In the old days, if you wanted to become insanely knowledgeable about something like that, you basically had to be insane — you had to travel around the world, finding other people who were sufficiently crazy to know everything there was to know about that. That would have been so hard to do, dependent on sheer luck, that it kept the numbers of those people down.
But now you can be a kid in a town in the backwoods of Brazil, and you can wake up one morning and say, “I want to know everything about stainless steel sports watches from the 1950s,” and if you really applied yourself, to the internet, at the end of the year you would have the equivalent of a master’s degree in this tiny pointless field. I’ve totally met lots of people who have the equivalent of that degree.

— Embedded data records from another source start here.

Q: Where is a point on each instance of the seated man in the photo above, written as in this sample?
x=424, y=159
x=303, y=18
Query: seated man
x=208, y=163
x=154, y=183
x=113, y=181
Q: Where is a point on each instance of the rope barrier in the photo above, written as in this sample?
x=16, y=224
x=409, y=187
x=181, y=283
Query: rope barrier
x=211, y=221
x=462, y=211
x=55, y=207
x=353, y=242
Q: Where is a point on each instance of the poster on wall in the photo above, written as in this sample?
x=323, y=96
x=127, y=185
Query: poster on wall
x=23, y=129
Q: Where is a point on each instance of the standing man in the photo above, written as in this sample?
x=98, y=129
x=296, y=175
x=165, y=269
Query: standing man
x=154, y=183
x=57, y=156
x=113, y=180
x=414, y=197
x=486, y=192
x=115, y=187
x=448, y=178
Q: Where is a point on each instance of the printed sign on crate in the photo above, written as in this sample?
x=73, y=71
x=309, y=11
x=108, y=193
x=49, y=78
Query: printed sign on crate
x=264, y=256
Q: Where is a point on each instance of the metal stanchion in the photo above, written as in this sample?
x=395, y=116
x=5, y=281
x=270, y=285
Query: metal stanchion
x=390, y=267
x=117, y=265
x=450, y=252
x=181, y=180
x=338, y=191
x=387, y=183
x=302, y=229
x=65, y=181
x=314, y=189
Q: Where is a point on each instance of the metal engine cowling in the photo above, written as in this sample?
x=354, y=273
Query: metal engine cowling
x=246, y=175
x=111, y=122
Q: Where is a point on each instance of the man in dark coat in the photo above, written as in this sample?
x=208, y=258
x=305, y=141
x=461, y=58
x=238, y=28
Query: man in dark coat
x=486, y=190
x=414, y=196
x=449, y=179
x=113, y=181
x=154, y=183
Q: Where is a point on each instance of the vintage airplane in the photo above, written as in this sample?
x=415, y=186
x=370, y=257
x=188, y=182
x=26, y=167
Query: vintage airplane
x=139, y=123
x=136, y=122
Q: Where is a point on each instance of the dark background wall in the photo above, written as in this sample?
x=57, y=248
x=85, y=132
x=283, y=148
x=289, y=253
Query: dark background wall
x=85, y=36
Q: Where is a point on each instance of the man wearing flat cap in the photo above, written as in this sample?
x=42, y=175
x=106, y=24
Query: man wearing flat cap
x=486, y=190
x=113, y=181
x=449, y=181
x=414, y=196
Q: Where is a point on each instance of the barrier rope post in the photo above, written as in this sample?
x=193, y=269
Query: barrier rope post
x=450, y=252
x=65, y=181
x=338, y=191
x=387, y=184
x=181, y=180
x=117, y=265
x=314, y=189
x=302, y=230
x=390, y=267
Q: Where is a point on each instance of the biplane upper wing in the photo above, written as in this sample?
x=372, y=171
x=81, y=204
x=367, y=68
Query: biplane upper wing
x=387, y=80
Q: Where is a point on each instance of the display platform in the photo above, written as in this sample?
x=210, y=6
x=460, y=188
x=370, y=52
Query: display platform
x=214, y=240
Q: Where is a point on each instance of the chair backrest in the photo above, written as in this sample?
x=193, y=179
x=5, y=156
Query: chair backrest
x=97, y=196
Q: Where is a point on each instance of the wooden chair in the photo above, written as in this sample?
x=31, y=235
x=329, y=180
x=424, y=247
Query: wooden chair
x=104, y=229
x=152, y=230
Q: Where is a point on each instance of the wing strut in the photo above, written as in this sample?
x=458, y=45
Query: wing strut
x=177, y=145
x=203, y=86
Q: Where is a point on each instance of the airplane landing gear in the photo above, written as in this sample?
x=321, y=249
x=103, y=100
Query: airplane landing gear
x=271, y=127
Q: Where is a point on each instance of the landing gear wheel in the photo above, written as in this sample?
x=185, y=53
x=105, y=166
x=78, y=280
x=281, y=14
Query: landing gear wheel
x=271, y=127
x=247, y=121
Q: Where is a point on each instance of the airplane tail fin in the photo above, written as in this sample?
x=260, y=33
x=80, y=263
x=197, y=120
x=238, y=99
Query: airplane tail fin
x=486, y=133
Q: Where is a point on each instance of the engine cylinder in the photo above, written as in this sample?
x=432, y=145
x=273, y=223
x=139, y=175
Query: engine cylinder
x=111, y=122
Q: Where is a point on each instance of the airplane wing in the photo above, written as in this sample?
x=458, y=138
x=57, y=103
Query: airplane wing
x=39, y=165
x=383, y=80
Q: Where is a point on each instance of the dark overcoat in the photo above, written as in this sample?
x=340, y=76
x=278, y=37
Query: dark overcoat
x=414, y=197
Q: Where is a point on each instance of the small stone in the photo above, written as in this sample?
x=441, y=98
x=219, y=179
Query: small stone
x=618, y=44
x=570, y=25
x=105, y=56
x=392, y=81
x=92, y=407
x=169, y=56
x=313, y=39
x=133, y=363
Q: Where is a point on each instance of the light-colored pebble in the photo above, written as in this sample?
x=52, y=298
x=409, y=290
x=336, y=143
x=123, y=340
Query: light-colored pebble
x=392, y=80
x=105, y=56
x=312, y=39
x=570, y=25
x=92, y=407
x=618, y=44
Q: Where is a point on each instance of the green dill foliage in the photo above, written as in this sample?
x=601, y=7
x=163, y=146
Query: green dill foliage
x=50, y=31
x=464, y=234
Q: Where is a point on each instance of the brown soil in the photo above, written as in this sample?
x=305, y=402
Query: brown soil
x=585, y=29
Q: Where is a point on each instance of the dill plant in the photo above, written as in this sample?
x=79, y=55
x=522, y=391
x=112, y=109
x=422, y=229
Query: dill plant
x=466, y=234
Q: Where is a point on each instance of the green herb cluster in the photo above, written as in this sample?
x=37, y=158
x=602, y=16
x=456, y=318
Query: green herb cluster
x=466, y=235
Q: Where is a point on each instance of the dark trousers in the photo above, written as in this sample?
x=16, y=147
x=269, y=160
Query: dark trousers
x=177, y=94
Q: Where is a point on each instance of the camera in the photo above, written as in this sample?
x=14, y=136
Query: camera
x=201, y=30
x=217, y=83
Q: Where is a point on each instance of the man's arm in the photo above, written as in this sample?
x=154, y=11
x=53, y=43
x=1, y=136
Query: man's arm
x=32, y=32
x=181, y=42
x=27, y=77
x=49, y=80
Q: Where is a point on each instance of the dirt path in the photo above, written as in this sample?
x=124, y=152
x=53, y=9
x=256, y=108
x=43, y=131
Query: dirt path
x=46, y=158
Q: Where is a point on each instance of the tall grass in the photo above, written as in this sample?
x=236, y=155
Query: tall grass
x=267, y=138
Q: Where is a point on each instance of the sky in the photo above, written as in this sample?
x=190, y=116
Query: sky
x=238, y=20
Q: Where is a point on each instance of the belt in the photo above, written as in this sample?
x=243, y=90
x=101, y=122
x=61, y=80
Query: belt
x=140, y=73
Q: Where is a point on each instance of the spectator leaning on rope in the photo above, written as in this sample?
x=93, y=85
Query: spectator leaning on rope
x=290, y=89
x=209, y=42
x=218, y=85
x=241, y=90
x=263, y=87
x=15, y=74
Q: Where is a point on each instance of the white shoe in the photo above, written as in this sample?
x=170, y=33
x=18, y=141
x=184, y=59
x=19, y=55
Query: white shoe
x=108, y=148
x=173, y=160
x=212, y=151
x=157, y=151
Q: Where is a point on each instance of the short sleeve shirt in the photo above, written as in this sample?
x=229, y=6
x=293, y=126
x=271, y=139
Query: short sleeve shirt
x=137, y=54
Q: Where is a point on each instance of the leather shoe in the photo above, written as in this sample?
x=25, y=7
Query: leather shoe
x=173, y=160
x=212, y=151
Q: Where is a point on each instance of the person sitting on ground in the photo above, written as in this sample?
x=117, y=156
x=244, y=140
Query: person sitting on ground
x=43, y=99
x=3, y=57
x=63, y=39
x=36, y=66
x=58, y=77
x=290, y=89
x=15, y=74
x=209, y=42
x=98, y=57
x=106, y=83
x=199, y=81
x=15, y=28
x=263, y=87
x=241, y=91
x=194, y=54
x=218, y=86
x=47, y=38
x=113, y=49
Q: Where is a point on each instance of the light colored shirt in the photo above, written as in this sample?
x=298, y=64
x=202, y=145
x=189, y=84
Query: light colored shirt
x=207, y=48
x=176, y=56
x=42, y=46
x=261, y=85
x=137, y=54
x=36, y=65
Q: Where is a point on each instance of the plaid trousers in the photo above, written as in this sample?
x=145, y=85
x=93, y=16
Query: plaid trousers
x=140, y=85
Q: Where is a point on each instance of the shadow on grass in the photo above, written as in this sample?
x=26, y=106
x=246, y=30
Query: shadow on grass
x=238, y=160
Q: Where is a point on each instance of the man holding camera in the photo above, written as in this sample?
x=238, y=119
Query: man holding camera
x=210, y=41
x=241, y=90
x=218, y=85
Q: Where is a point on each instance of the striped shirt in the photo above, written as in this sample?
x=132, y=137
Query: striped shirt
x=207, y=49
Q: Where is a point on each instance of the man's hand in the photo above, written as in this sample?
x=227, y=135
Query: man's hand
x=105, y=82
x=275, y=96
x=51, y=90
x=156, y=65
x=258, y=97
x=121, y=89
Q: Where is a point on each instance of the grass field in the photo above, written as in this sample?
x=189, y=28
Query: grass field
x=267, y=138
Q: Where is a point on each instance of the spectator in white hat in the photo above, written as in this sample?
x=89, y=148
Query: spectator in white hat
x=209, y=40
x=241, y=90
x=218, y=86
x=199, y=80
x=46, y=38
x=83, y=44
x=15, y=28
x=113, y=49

I never wanted to be a collector of anything; I just wanted to pointlessly know really a lot about one thing
My friend Doug Coupland recently tweeted something to the effect that he was once again trying to get into Facebook but he said, “It’s like Twitter but with mandatory homework.” That might be another good way to describe it. With Twitter you’re just there; everybody else is just there. And its appeal to me is the lack of structure and the lack of — there’s this kind of democratization that I think is absent with more structured forms of social media.
Now, last week, 30 years ago? What’s the difference? What does it matter? It’s all there on YouTube. And so I find myself discovering things like a decade late, or I discover things before very many people have found them. It’s atemporal. It’s just all over the long calendar, and that’s going to make things different. But that’s been going on for a long time.